Home Christian News I Believe! … In QAnon? What Nonbelievers Don’t Get About Conspiracy Beliefs

I Believe! … In QAnon? What Nonbelievers Don’t Get About Conspiracy Beliefs

To be a believer, in any classical sense, is to give oneself over, at least at times, to the notion that reality cannot be fully defined or appreciated in strictly rational ways. To be faith-filled is to be animated by beliefs that, though not provable, bring us and our world to what we believe will be a better place.

As discomforting as it may be, this is precisely what these QAnon believers are doing. The fact that they operate that way at church or in private belief makes it all the more “reasonable” that they will do so with QAnon.

For some, this is a good argument for the dangers of religious belief in general and for pushing for increased secularization. Not for me.

As a believer, I appreciate the beauty and power of belief. I appreciate all of the ways that belief helps us to transcend the moment in which we find ourselves and reach for that which is better, higher, unreasonably aspirational, irrationally compassionate and loving beyond understanding.

I would hope that the non-faith-filled could also appreciate how faith fuels all those things, even if it is not their chosen path, if only because faith has done that for millions of people for thousands of years. To give up on that path because of the abuses committed in its name would be like giving up central heating and cooked food because furnaces and cooking fires sometimes burn down people’s homes.

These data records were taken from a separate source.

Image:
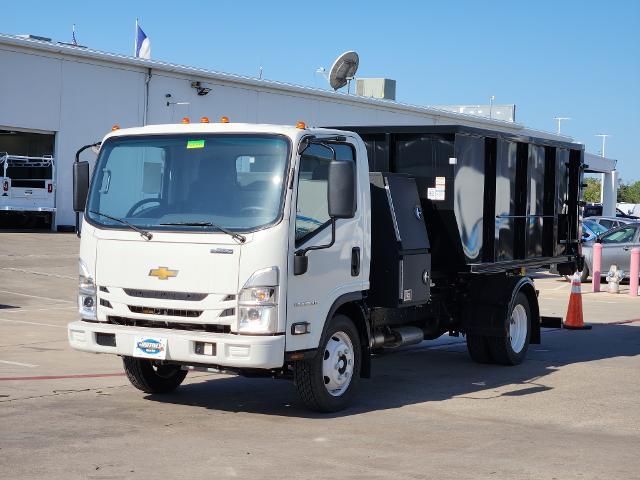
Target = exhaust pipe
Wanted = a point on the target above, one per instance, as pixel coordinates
(398, 337)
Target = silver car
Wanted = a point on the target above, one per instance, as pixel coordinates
(611, 222)
(616, 249)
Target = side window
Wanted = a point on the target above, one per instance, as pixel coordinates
(312, 209)
(624, 235)
(606, 223)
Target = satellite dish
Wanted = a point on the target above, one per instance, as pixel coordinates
(343, 70)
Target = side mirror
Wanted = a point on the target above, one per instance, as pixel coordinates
(341, 191)
(80, 185)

More practically, secularization or rationality has little chance of correcting or convincing QAnon believers. Without embracing how faith works in the lives of the faith-filled, it will be virtually impossible to stop its abuse when it occurs. The beliefs of QAnon followers are decidedly irrational, and no rational arguments will address them.  It’s simply a case, as they say in Maine, of “you can’t get there from here.”

So, unless we are prepared to use physical force — and there are times when “calling the police or National Guard” are clearly called for — we have to meet the QAnon faith-filled where they are. We need to use faith-informed, if not faith-filled, arguments in order to do that.

Just as rational questions invite rational answers, faith-filled beliefs invite faith-appreciating responses. As hard as it may be to practice what I am preaching here, our ability to do so may be the single most important tool we have to keep things safe and sane for both the rational and the spiritual in a world too often bitterly and dangerously divided between the religious and the secular.

Such an approach would start by affirming our appreciation of the positive power of faith and admit that there is more to life than what we can now rationally explain. We should act with genuine curiosity, asking QAnon believers what they think we least understand about their lives and views. We need to stop asking them to justify their conclusions and help us better understand the transcendent questions they feel their beliefs answer.

If it helps, view it from the other end: Imagine what would happen if you explained to a nonbeliever that their questions about everything, from how the world came into existence to why children die of cancer, is “it’s all God’s will” and expected them to take comfort in your answer.